Children of the Night is a homeless shelter located in Van Nuys, California that is dedicated to assisting children between the ages of 11 and 17 who have been victims of exploitation. For more that three decades, Children of the Night has been providing services to these young people—a welcoming home, meals, clothes, supplies, an on-site school, counseling, social services, and the stability that is essential to their progress and success in life.
For the past 16 months, Children of the Night has partnered with the David Lynch Foundation to provide another kind of stability to the children—inner calm and peace through the Quiet Time/Transcendental Meditation Program.
Academy Award-nominated filmmaker David Lynch became involved with Children of the Night after his wife, Emily, began volunteering at the shelter two years ago.
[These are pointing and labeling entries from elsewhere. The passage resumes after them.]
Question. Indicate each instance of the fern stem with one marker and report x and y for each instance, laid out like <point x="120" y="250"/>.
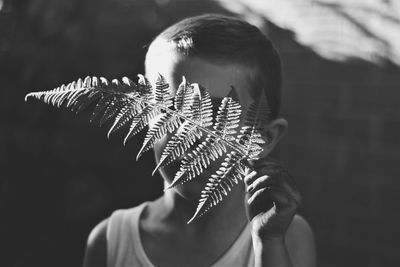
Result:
<point x="208" y="131"/>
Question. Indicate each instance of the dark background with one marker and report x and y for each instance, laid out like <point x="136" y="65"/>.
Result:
<point x="60" y="175"/>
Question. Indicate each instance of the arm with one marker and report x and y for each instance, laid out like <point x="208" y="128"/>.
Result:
<point x="96" y="247"/>
<point x="280" y="238"/>
<point x="296" y="249"/>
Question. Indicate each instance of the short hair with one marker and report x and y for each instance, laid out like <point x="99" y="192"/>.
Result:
<point x="223" y="39"/>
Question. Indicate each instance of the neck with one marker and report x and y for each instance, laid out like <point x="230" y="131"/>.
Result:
<point x="230" y="212"/>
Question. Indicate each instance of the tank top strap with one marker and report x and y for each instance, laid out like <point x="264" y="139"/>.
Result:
<point x="240" y="253"/>
<point x="123" y="238"/>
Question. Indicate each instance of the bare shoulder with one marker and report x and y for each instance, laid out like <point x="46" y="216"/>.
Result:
<point x="96" y="247"/>
<point x="300" y="242"/>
At a press conference on June 3rd, Lynch explained what the practice of Transcendental Meditation- which he’s done twice daily for 38 years—can do for these highly stressed children:
“If you’re a stressed human being—and especially a traumatically stressed human being—once you transcend and experience this deepest level, it’s like somebody took a hammer and hit the bolt at the top of a boiler filled with stress, and it starts pouring out,” said David Lynch.
“It’s such a relief,” continued Lynch, whose six-year-old foundation has raised millions of dollars to teach TM techniques to some 150,000 people, mostly students, worldwide. “So, the girls got happier and less stressed and saw a brighter world outside, rather than a hell world.”
“I’ve done the meditation for a year,” said a 17-year-old resident. “It helps me realize the goals that I actually want to achieve. If I get scared, or nervous, or frustrated, I don’t leave right off the bat now. It’s just brought me a well of calmness that nothing else has been able to provide.”
Dr. Lois Lee, founder and president of Children of the Night, said that her own TM practice had a similar effect, enabling her to clarify strategies for her long-frustrated dream of expanding Children of the Night’s programs beyond Los Angeles.
“Through our experience with the David Lynch Foundation and through our discovery that Children of the Night can operate without walls, we know we can take our award-winning programs to adolescents who are forced to live in out-of-home care throughout America.”
“I would have never been able to make that leap in my mind without Transcendental Meditation,” Lee said.